Of the small plates, we most liked shreds of long-braised leg of lamb on a pile of creamy polenta under the kind of sweet, dark sauce you mop at for hours, and a salad of quinoa with pumpkin and mushrooms. Steaks are sold by the 100gm: £7 for the ribeye and sirloin, £10 for the fillet. Each is cut proper thick and given a serious charcoal char. Ask for it medium and they'll send it out medium rare. Ask for it medium rare and you'll get something velvet-plush red. Presumably if you ordered it rare you would only need a defibrillator to get the animal up and running about the dining room.

The point is they take their meat seriously here, not in the tiresome way of the new wave steak restaurants which perv over provenance and ageing, but in the way of a kitchen that understands that there are things which must be done properly. There is a little bit of fish on the menu, but really, why would you? We ordered some vegetables – cassava chips with a spiced ketchup, grilled chicory and some broccoli – but only because we are grown-ups and know this is what you are supposed to do. With this we drank glasses of ink-dark Malbec, the hardy, reliable grape that thrives in the dry, dusty vineyards of that bit of Argentina, and which keeps most of middle England pissed after they've put the kids to bed.

Desserts are mostly brown, sticky caramel things: a leaky chocolate fondant with milk ice cream, a walnut and banana bread pudding with caramelised banana and salted dulce de leche ice cream, a warm dulce de leche cream in a glass with tiny sugared apple fritters. It's a brilliant way to tamp down the beef. We were sated, and did not even for a moment consider eating each other. I know. I know. It must be a terrible disappointment.

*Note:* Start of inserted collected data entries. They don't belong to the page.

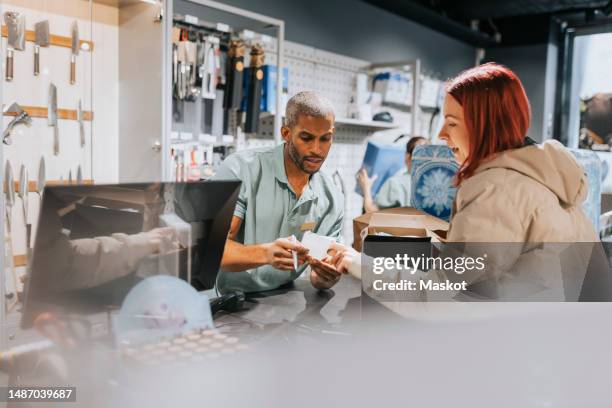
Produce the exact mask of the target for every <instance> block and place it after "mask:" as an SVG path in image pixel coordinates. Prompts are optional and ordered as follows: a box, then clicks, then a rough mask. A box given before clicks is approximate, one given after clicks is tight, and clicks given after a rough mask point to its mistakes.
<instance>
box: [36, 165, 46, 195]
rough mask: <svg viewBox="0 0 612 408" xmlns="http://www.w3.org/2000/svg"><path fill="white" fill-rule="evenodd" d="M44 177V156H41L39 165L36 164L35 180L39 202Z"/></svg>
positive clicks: (44, 168)
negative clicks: (35, 172) (36, 170)
mask: <svg viewBox="0 0 612 408" xmlns="http://www.w3.org/2000/svg"><path fill="white" fill-rule="evenodd" d="M45 177H46V175H45V156H41V157H40V163H38V179H36V190H37V193H38V197H39V198H40V201H41V202H42V192H43V190H44V189H45Z"/></svg>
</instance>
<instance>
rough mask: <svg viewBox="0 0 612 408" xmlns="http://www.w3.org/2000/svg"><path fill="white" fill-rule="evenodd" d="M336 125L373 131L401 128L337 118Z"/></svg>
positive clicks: (376, 123) (397, 126)
mask: <svg viewBox="0 0 612 408" xmlns="http://www.w3.org/2000/svg"><path fill="white" fill-rule="evenodd" d="M336 123H337V124H340V125H348V126H361V127H366V128H371V129H393V128H396V127H399V125H398V124H397V123H389V122H381V121H376V120H359V119H351V118H336Z"/></svg>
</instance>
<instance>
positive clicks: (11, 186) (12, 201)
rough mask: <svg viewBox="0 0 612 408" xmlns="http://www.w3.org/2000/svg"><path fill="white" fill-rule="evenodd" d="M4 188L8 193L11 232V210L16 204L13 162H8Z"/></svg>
mask: <svg viewBox="0 0 612 408" xmlns="http://www.w3.org/2000/svg"><path fill="white" fill-rule="evenodd" d="M4 188H5V190H6V191H5V193H6V203H5V207H6V213H7V229H8V231H9V234H10V231H11V220H12V217H11V209H12V208H13V205H14V204H15V184H14V181H13V170H12V168H11V162H10V161H8V160H7V161H6V166H5V167H4Z"/></svg>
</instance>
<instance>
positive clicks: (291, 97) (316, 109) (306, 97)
mask: <svg viewBox="0 0 612 408" xmlns="http://www.w3.org/2000/svg"><path fill="white" fill-rule="evenodd" d="M300 115H307V116H314V117H315V118H326V117H328V116H331V117H332V119H335V118H336V115H335V114H334V106H333V105H332V103H331V102H330V101H329V99H327V98H326V97H324V96H321V95H319V94H317V93H316V92H312V91H304V92H299V93H297V94H295V95H293V96H292V97H291V99H289V102H287V108H286V109H285V126H288V127H294V126H295V125H297V122H298V118H299V116H300Z"/></svg>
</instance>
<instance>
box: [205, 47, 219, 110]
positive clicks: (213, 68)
mask: <svg viewBox="0 0 612 408" xmlns="http://www.w3.org/2000/svg"><path fill="white" fill-rule="evenodd" d="M203 48H204V52H203V53H204V64H203V65H202V66H201V67H200V70H201V75H202V92H201V94H202V98H205V99H215V97H216V93H215V91H216V89H217V70H218V69H219V66H220V61H219V55H218V51H219V39H218V38H217V37H213V36H207V37H205V38H204V45H203Z"/></svg>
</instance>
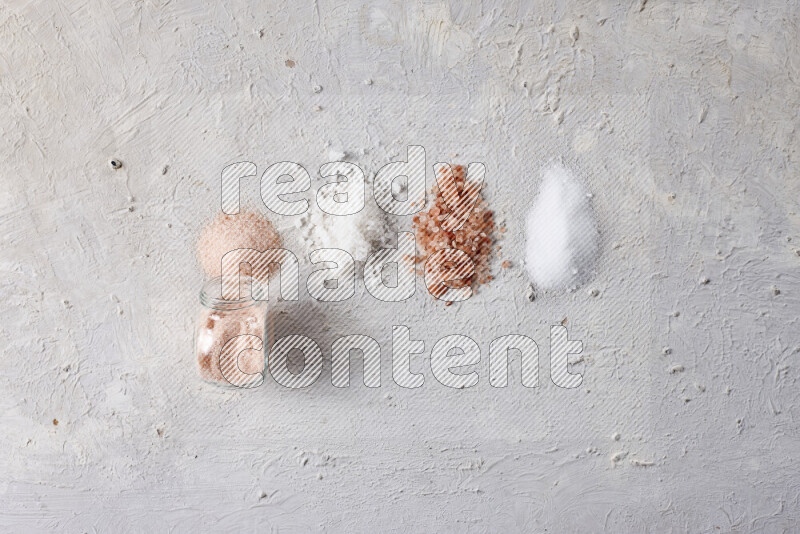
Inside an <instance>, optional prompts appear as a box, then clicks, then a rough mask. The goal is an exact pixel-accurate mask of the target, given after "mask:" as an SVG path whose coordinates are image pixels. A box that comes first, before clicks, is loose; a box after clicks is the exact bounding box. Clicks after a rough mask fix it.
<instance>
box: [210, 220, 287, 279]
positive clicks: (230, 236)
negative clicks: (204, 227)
mask: <svg viewBox="0 0 800 534" xmlns="http://www.w3.org/2000/svg"><path fill="white" fill-rule="evenodd" d="M280 246H281V238H280V235H278V232H277V231H276V230H275V227H274V226H273V225H272V223H271V222H270V221H269V219H267V218H265V217H263V216H261V215H259V214H257V213H254V212H252V211H247V210H242V211H240V212H239V213H238V214H236V215H227V214H225V213H220V214H219V215H217V216H216V218H214V220H213V221H211V222H210V223H209V224H208V226H206V227H205V228H204V229H203V231H202V233H201V234H200V239H198V241H197V259H198V260H199V261H200V265H201V266H202V267H203V270H204V271H205V272H206V274H208V275H209V276H210V277H216V276H220V270H221V268H222V256H224V255H225V253H226V252H230V251H231V250H236V249H239V248H252V249H256V250H262V251H263V250H267V249H271V248H279V247H280Z"/></svg>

In other news a new restaurant out of New York called Balthazar has just opened in Covent Garden. It's a Manhattan take on a classic Parisian brasserie opened by an expatriate Londoner, a version of which he has now brought back to London. Are you with me? Good. It's what people who care about these things call hot. It's so hot that I really can't recommend it, though only because I haven't been there. That's not for want of trying. I do keep attempting to book tables. After all, who wouldn't want to experience a New York take on French brasserie classics? I've asked them for tables at a reasonable time, to which they have said things like: "We can seat you at 5.45pm", which is not a reasonable time. Even my kids don't eat at 5.45pm. I will, of course, keep trying. More on this as it doesn't happen.